Rückschlüsse auf die Durchdringung lassen sich aus diesem Datenmaterial aber nicht ohne Weiteres ziehen. Dies liegt zum einen daran, dass hier nur die Vertragsbestände und nicht die versicherten Personen abgebildet werden. Das Problem dabei: Es ist nicht bekannt, wie viele Beschäftigte mehrere bAV-Angebote nutzen.

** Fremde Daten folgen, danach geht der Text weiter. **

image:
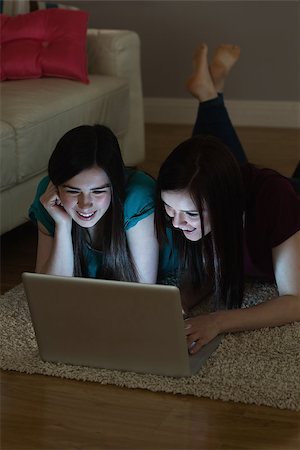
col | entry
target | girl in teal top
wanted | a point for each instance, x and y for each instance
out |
(95, 218)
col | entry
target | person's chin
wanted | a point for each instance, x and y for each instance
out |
(192, 235)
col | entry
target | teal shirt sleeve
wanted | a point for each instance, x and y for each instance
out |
(139, 198)
(37, 213)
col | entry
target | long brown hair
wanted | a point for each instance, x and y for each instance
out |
(204, 167)
(79, 149)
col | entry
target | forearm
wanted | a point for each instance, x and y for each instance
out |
(60, 258)
(275, 312)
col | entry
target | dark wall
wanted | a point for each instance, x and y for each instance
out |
(267, 31)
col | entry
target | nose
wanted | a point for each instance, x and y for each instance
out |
(178, 220)
(84, 200)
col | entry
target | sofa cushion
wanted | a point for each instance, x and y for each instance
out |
(48, 42)
(8, 157)
(49, 107)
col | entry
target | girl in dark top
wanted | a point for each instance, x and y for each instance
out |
(229, 219)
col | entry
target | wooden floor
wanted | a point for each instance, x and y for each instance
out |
(41, 412)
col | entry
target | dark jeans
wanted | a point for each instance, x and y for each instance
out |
(212, 118)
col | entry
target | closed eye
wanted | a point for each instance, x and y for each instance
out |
(99, 191)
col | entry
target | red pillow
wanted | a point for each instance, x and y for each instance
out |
(49, 42)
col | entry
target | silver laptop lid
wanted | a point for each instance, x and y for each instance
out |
(108, 324)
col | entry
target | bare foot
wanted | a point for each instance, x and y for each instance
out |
(224, 58)
(200, 84)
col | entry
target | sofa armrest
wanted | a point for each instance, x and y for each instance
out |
(117, 53)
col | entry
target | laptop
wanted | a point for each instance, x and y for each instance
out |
(112, 325)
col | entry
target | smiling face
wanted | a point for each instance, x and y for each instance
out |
(184, 214)
(87, 196)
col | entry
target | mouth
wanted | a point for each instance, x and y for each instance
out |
(188, 231)
(86, 216)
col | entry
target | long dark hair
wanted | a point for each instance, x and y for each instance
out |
(205, 167)
(82, 148)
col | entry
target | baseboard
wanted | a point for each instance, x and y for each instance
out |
(242, 112)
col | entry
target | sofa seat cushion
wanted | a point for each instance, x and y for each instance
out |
(8, 157)
(49, 107)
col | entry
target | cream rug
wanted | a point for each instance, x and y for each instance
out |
(261, 367)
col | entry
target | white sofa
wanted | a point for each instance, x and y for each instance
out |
(35, 113)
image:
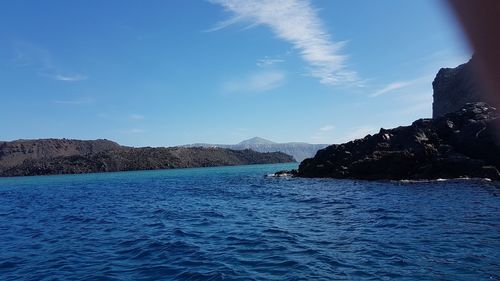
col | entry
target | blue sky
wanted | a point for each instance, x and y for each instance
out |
(162, 73)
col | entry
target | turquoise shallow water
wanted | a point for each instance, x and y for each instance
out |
(232, 223)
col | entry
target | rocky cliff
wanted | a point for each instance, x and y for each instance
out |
(299, 150)
(458, 144)
(44, 157)
(453, 88)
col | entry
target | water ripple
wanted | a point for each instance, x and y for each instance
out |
(234, 224)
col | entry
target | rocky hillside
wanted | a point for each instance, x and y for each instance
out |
(459, 144)
(453, 88)
(44, 157)
(299, 150)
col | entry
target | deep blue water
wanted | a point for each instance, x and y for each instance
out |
(234, 223)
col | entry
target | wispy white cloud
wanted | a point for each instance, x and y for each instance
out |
(424, 81)
(136, 116)
(298, 23)
(267, 61)
(391, 87)
(132, 131)
(67, 78)
(327, 128)
(257, 82)
(30, 55)
(75, 101)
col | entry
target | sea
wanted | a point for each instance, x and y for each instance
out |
(236, 223)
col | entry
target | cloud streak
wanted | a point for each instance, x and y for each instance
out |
(258, 82)
(327, 128)
(296, 22)
(74, 102)
(392, 87)
(68, 78)
(30, 55)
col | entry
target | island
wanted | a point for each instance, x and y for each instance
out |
(65, 156)
(460, 141)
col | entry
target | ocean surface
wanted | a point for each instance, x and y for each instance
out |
(233, 223)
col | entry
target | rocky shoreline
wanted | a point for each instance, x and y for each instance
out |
(461, 141)
(461, 144)
(62, 156)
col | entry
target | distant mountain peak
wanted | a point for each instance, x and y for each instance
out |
(255, 141)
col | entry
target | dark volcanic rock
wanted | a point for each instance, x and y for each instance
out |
(459, 144)
(44, 157)
(453, 88)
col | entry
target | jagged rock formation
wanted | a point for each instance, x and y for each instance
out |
(299, 150)
(44, 157)
(453, 88)
(459, 144)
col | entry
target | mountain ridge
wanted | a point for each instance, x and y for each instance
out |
(64, 156)
(299, 150)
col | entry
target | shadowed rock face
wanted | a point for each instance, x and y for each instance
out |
(45, 157)
(453, 88)
(459, 144)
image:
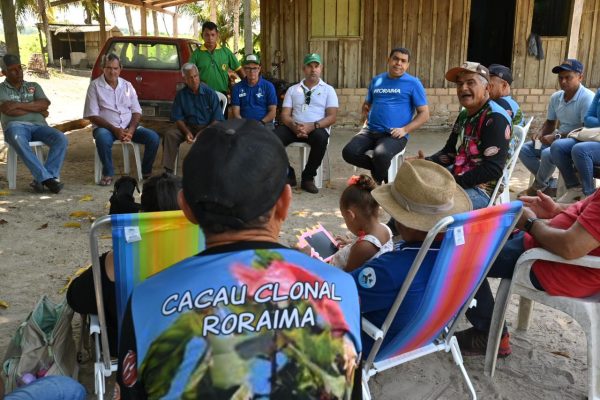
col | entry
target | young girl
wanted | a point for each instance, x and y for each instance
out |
(361, 214)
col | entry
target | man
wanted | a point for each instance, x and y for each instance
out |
(23, 112)
(214, 61)
(196, 106)
(309, 109)
(254, 97)
(424, 188)
(566, 111)
(570, 231)
(392, 100)
(246, 317)
(477, 148)
(112, 106)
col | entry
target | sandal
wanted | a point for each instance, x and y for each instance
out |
(105, 181)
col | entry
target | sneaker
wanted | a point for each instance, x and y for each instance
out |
(571, 195)
(473, 342)
(53, 185)
(37, 187)
(292, 177)
(309, 186)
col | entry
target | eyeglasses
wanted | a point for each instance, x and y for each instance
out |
(307, 97)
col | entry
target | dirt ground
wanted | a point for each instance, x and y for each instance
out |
(40, 250)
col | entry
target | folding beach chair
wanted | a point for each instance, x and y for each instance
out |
(520, 134)
(143, 244)
(470, 245)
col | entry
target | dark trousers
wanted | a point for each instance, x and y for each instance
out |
(504, 266)
(384, 149)
(317, 140)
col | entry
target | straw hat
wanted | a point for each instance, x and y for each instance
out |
(422, 194)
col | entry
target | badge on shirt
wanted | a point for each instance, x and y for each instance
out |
(367, 278)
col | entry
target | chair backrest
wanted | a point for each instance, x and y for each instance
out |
(470, 245)
(222, 101)
(519, 136)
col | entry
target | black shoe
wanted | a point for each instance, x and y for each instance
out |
(37, 187)
(53, 185)
(292, 177)
(309, 186)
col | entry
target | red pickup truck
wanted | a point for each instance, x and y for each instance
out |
(153, 66)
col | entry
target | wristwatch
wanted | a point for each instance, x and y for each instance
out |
(529, 224)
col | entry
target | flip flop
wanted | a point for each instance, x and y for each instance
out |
(105, 181)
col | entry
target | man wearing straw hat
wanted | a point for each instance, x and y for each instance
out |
(422, 193)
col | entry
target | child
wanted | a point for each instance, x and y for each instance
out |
(361, 214)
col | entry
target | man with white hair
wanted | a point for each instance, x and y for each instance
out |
(196, 106)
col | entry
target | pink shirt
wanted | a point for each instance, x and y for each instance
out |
(114, 105)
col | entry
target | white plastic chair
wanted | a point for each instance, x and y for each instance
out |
(11, 168)
(223, 102)
(520, 133)
(585, 311)
(394, 164)
(125, 148)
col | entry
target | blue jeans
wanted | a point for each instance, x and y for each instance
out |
(19, 134)
(479, 197)
(49, 388)
(570, 155)
(147, 137)
(539, 162)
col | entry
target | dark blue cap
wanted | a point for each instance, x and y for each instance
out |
(570, 64)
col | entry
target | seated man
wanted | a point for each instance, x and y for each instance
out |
(247, 317)
(392, 101)
(309, 109)
(196, 106)
(570, 231)
(254, 97)
(112, 106)
(566, 112)
(477, 148)
(380, 279)
(23, 112)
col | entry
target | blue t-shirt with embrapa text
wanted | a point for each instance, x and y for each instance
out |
(393, 101)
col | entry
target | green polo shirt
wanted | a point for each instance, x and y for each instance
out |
(29, 91)
(213, 66)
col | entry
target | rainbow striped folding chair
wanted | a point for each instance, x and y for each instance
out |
(470, 245)
(143, 244)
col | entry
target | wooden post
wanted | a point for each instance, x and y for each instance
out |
(575, 24)
(102, 21)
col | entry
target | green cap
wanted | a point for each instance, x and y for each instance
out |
(251, 59)
(312, 57)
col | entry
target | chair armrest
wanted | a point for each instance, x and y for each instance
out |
(371, 329)
(541, 254)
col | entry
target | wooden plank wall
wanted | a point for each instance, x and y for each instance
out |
(435, 31)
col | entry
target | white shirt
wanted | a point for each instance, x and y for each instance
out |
(113, 105)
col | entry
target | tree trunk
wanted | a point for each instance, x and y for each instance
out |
(129, 20)
(236, 25)
(9, 21)
(46, 27)
(248, 43)
(155, 23)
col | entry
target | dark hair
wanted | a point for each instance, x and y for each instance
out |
(402, 50)
(159, 193)
(209, 25)
(358, 194)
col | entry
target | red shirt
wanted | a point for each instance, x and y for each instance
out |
(569, 280)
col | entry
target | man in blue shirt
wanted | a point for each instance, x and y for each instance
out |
(389, 109)
(254, 97)
(196, 106)
(416, 202)
(566, 112)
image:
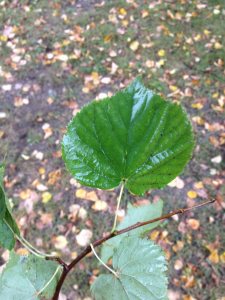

Zum anderen basiert die Verbandsstatistik nur auf den Angaben von „20 überbetriebliche Pensionskassen und 16 Pensionsfonds (überwiegend Neugründungen von Versicherern)“. Dies ist insofern von Bedeutung, als dass in der Erstversicherungsstatistik 2018 der Bafin deutlich mehr beaufsichtigte Unternehmen aufgeführt werden – nämlich 33 Pensionsfonds und 133 Pensionskassen.
Fazit
Ob der Regierung mit der Betriebsrentenreform der große Wurf gelungen ist und die neu geschaffen Instrumente zur Schließung der Versorgungslücke im Alter die bAV-Durchdringung nach oben getrieben haben, lässt sich mangels vorliegender Daten derzeit noch nicht abschließend beantworten. Fest steht lediglich einerseits, dass man nach praktischen Umsetzungen des Sozialpartnermodells weiterhin mit der Lupe suchen muss. Andererseits werden eventuell positive Effekte vermutlich durch die Corona-Pandemie wieder zunichte gemacht. Nicht kleiner geworden ist auch die Komplexität hinsichtlich der Portabilität der Betriebsrenten beim durch eine sinkende Betriebszugehörigkeit immer häufiger vorkommenden Wechsel auf einen neuen Arbeitgeber.